Cullen Capital Management, LLC. (the “Adviser” or “CCM”) is an investment adviser
registered under the Investment Advisers Act of 1940, as amended (the “Advisers
Act”) and does business as Schafer Cullen Capital Management, Inc. S c h a f e r
C u l l e n C a p i t a l M a n a g e m e n t , I n c . ( SCCM), an affiliated investment
adviser, began operating in 1983 and contributed its advisory contracts to CCM in
2021. SCCM, which remains in existence for tax purposes, owns non-voting units of
CCM. CCM was incorporated in 2000 to manage mutual funds using the same value
investment philosophy as SCCM. The Adviser provides investment advisory services
to individuals, pension and profit sharing plans, trusts, charitable organizations,
corporations, mutual funds, UCITS, exchange-traded funds (“ETFs”) and two private
funds, Schafer Cullen Global Small Cap Value LP and Schafer Cullen Emerging
Markets Small Cap LP (each, a “Hedge Fund” and collectively, the “Hedge Funds”).
As of February 29, 2024, CCM, together with its affiliates managed $8,987,685,172
on a discretionary basis in client assets.
Ownership
The Adviser is currently controlled by James P. Cullen, who owns 75.001% of its
voting securities.
Investment Decisions
When managing on a discretionary basis, the Adviser makes specific investment
decisions for clients without their approval regarding the securities to be bought or sold
for accounts, the amount of securities to be bought or sold, the broker-dealer through
or with whom transactions are to be effected, and/or the commission rates, if any, at
which transactions are to be effected. In determining an investment to be bought or
sold for a client’s account, the Adviser adheres to any investment objectives and
guidelines established by the client (in consultation with the Adviser, where
appropriate).

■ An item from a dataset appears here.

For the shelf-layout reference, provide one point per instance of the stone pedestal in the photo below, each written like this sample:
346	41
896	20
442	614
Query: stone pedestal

Investment objectives and guidelines typically relate to matters such as
the type of return the client expects (i.e.
income, capital appreciation, or both), the
desired rate of return, the degree of risk which the client is willing to assume, and the
types of securities which the client wishes to include or exclude from its portfolio.

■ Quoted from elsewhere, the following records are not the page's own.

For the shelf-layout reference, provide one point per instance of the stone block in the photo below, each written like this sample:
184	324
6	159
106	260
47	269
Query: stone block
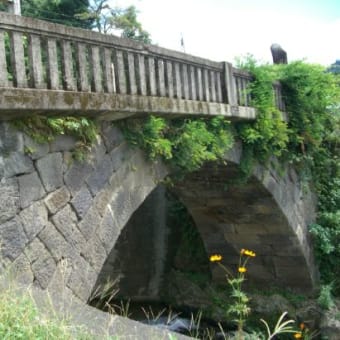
97	153
42	263
55	242
76	175
65	221
34	219
108	231
50	169
35	150
82	201
56	200
9	198
82	278
13	239
30	189
102	199
17	164
10	139
100	175
120	205
90	223
95	253
112	136
121	154
21	271
62	143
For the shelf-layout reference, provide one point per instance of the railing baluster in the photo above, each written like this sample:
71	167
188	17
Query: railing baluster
178	82
200	84
212	86
120	72
230	84
141	79
82	64
35	62
218	88
161	78
206	86
192	81
170	79
151	76
3	62
97	75
132	73
67	62
52	64
185	81
18	59
108	72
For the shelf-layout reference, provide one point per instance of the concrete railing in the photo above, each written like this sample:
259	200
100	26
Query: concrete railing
42	55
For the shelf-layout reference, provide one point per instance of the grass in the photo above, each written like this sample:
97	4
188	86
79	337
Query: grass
20	318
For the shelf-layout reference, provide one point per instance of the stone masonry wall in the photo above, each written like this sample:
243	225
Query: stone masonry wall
59	218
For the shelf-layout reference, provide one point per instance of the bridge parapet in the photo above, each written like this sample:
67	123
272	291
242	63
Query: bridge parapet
40	55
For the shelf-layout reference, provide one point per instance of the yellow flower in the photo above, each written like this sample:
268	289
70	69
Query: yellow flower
215	258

Investment decisions for clients will be made with a view to achieving their respective
investment objectives after consideration of factors such as the client’s current
holdings, availability of cash for investment and the size of the client’s investments
generally. In some cases, a particular investment may be bought or sold for one or
more but fewer than all clients, or may be bought or sold in different amounts and at
different times for more than one but fewer than all clients. Similarly, a particular
investment may be bought for one or more clients when such investment is being sold
for one or more other clients. In addition, purchases or sales of the same investment
may be made for two or more clients on the same date. In such cases, the Adviser
will allocate such transactions among clients in a manner deemed by the Adviser to
be equitable to each.
When advising on a non-discretionary basis, the Adviser only provides its model
portfolio and related updates as applicable to the party responsible for trading the
account or fund. The account’s responsible party (and not the Adviser) ultimately
determines the number of shares, commissions, and broker-dealer(s) to affect
securities bought or sold for client accounts (each such circumstance, “Model
Delivery”).
The main focus of the Adviser's investment process is on identifying investments that,
in the Adviser's opinion, are undervalued in the marketplace. In seeking to identify
such investments, the Adviser utilizes a combination of external research and its own
fundamental and technical analysis as performed by its in-house investment research
staff. The Adviser manages client accounts according to a variety of value-based
strategies, as described in Item 8 below.